Tournaments that attract teams from around the country will be held at the complex on weekends, drawing an estimated 4,000 people a day to the facilities, Jensen said. On weekdays, when practices and other activities are held, an estimated 500 people a day are expected at the complex.
Overall, the complex is predicted to have an annual economic impact of $125 million.
A look at the field houses
The sports complex is planned on nearly 15.5 acres and will include over 760 parking spaces. The project’s first phase includes development of the field houses and the surrounding 70 acres of commercial lots.
The design of the field houses will be similar to that of well-known college arenas built in the first half of the 19th century, Jensen said.
“The buildings are going to be beautiful,” he said. “They are modeled after some of the great basketball facilities from around the country: Cameron Indoor Stadium [on the Duke University campus in Durham, N.C.], Allen Fieldhouse [on the University of Kansas campus in Lawrence].”

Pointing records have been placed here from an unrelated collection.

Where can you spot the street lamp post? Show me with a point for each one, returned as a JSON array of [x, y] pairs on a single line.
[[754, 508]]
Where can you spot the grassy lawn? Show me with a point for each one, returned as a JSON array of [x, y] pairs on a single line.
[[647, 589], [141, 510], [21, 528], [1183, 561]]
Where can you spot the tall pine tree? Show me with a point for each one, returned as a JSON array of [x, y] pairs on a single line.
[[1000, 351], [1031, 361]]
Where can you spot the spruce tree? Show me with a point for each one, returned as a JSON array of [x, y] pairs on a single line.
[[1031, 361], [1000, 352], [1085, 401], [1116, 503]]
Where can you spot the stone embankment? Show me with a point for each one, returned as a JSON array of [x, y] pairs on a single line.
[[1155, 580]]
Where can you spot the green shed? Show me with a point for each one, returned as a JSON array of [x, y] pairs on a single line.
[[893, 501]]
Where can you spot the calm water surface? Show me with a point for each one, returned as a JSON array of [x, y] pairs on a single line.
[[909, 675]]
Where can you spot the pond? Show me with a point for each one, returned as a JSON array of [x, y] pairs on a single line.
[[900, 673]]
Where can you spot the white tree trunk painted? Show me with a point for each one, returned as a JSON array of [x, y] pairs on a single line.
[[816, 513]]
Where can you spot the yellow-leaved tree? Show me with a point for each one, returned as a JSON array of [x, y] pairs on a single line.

An area modeled after New York City’s Rucker Park is planned between the two field houses. A full-sized outdoor basketball court will be surrounded by green space and trees, and benches will provide seating for spectators.
The inside of the field houses will be mostly open space. No locker rooms are planned, Jensen said. “Locker rooms present opportunities for people to do things that I just don’t want to be a part of.”
Concession areas will be minimal, Jensen said. Water, fruit and protein bars will be offered, but little else, he said. Athletes and spectators will be able to get food from nearby restaurants.
Jensen acknowledged that many athletic facilities have large concession areas or even restaurants. Some even sell beer, he said.
“When you walk into the building, it’s about basketball or whatever sport is going on,” Jensen said. “It’s not about a party.”
Jensen said he expects numerous restaurants to be located on lots surrounding the field houses.
Also planned are over 1,000 residences. Construction of an apartment complex east of the field houses is expected to begin this fall. The complex will include 408 apartment units spread over five apartment buildings. A clubhouse and outdoor swimming pool are also planned.
In addition, 235 townhomes are planned south of Southeast Westown Parkway. The development will be Caliber Iowa’s largest townhome complex, said Nick Jensen, Caliber Iowa’s owner. (Dickson Jensen is Nick Jensen’s uncle.)
Caliber Iowa also plans on developing a mixed-use commercial and residential project that will be similar to the Standard at 36111 N.E. Otterview Circle in Ankeny. The new development will include about 230 apartment units and about 25,000 square feet of office space that will house Caliber Iowa’s west office.
The residential development will be completed in phases, starting with the apartment buildings east of the field houses, Nick Jensen said.